Aquarium Advice Regular
Joined
Oct 4, 2004
Messages
56
Location
ENGLAND
Ive just bought a couple of Power-Glo tubes for my 50G tank.

They are rated at:

30Watts
135 Lux
18,000 K (Kelvin)

The tube packaging says that they promote invert and coral growth blah blah blah, but I was under the impression I would need something like Metal Halide to do that...

Basically, what Im asking is, is it more Lux the better? Same with Kelvins ?

Thanks all...
 
Kelvin is the measure of at what tempature a black body mass would radiate the color of the bulb. For example the above bulb outputs the same temp as a black body heated to 18,000 kelvin. The higher the kelvin the more blue is in the bulb. In addition the lower the kelvin the more yellow, reds will be in the light specitrum.

Par is the light output that many lighting studies have used. Lux is basicly the measure of candle light. 1 lux is the intensity of 1 burning candle flame at something like 1' distance. So 135 lux is equivlent to 135 burning candles.

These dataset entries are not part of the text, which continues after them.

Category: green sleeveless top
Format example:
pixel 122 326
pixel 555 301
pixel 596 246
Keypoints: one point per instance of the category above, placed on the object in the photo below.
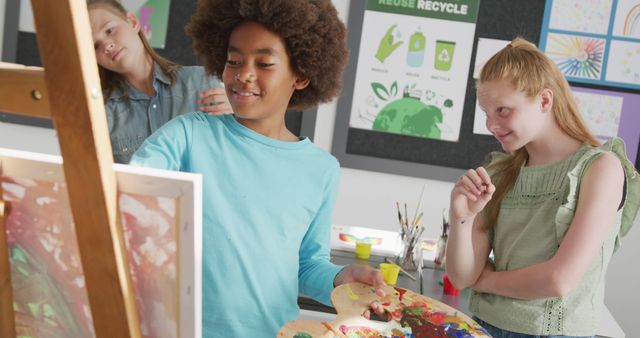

TO be quite honest the bulbs you have are normal output and I wouldnt use them for a reef tank unless the tank was very small. You should shoot for something like 200W or more over your tank.
 
ok, thanks for that info... So when buying bulbs, am I looking for as much lux as possible and as much K rating as possible, or do I go for a mixture of K ratings to get the different color spectrums?

Thanks again! :)
 
Overall a NO florecent isnt going to have much difference in LUX. Another important factor is LUX only measures the visable specitrum. With this measurement an actinic bulb has a very low lux rating while a good bit of the specitrum that is output is out of the human visiable range.